CYCLIST Jon Mould hopes he has got a fourth Commonwealth Games in him after finally medalling on the Gold Coast last month.

The Newport rider finished second in the men’s road race Down Under and the 27-year-old would love to turn silver into gold in Birmingham four years from now.

He went to Australia with ambitions of success on the track, however, things didn’t go to plan in both the points and scratch races.

But, fortunately for Mould, it all came together on Currumbin Beachfront when he teamed up with Luke Rowe, Pete Kibble, Dylan Kerfoot-Robson and Rhys Britton.

After nearly four hours of riding Mould was perfectly poised to strike for the front, and the Welshman looked set to strike gold heading into the final 100 metres.

He couldn’t quite hold on for first as Steele von Hoff edged past, but Mould had more than enough in his reserves to cross the line just behind the Australian.

“I went to get a medal on the track, that was my main aim for the Commonwealth Games, but that didn’t come off, so to pull it off in the road race makes it even better,” he said.

“Sometimes when you want it a lot it doesn’t happen and in the road race I wasn’t thinking ‘I’m going to win a medal here’.

“I just raced like it was any other day, put myself in the right positions and rode really well with Luke, and it paid off.

“Me, Lewis (Oliva), Sam (Harrison) and Luke have been to three Commonwealth Games now, so hopefully I’ll make it to another one and try for gold.”

He added: “I’m happy with silver.

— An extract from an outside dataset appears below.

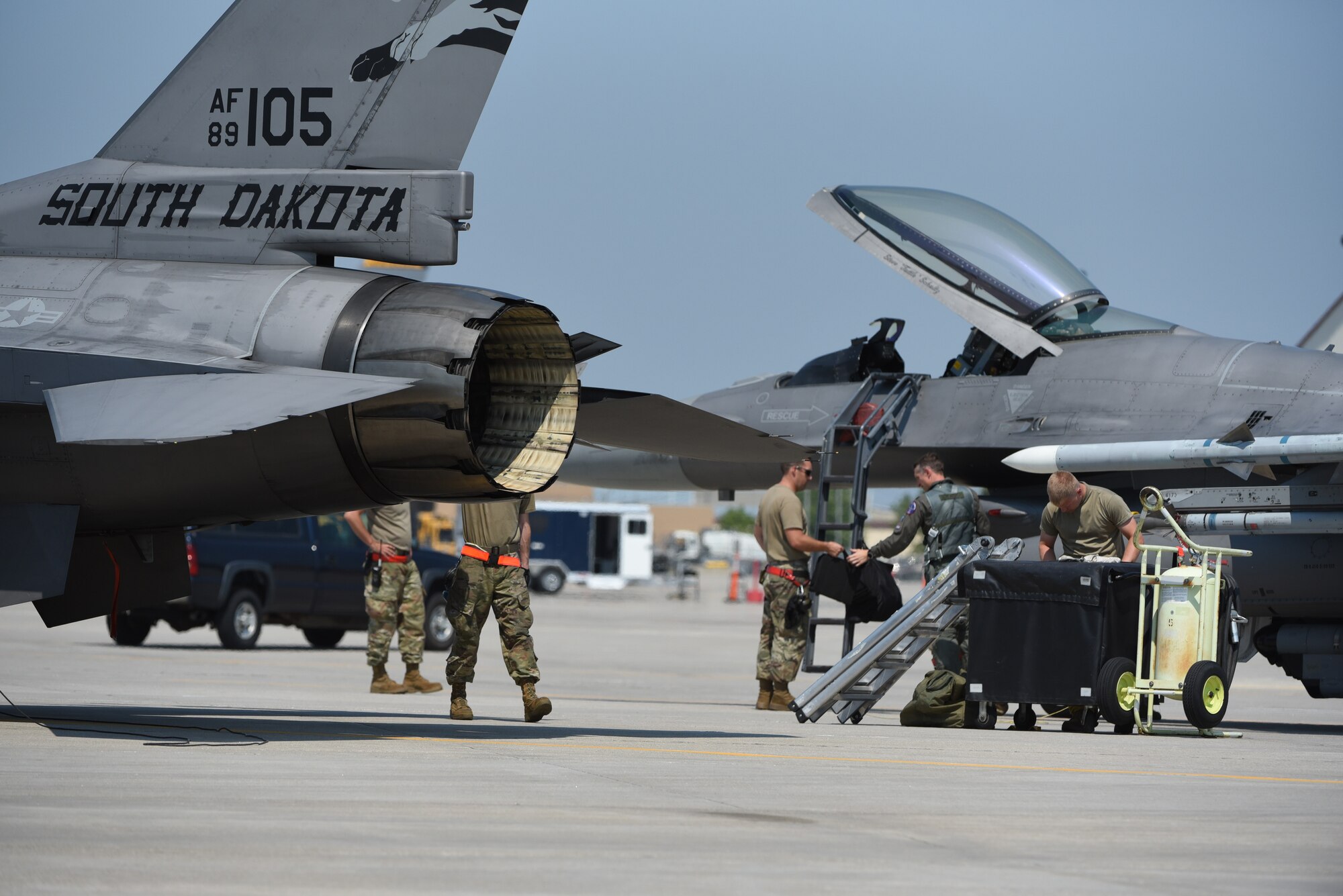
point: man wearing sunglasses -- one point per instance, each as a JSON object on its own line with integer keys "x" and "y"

I’ve thought about it and when I look back I couldn’t have done anything else.

“Steele was the fastest man in that group and has won from bigger bunch sprints at world tour level.

“So if I had tried a different tactic, like an attack, it would have come back and been a sprint between that group.

“When I made my move I started my sprint early and, watching it back, I couldn’t have done anything else, so I’m really happy with second.

“With about 200m to go I could see the finish and there was still no-one with me, but then Steele came around, and as soon as he did that I was conscious to make sure I stayed second.

“We looked at it and I was two bike lengths in front of third so it wasn’t too close in the end.”

He continued: “We didn’t know what race it was going to be. The Aussies could have raced really aggressively along with New Zealand and that would have split the race completely.

“We had a team of five to make sure we were on the front foot and being positive because that made it easier for us at the end.

“Luke was away early on, then I was, then Pete and then Dylan, who was in the main break of the day.

“The Aussies controlled it and brought it back and then on the last lap it all kicked off and there was a group of 12 by the finish. Luckily I was there and good enough to sprint at the end.

“Your legs are screaming but when it comes to the end of the race you’ve got enough in the tank to get across the line.

“I finished the race, went straight through to the ceremony and put the medal around my neck.

“It was only a week later that I looked back and felt really happy about it."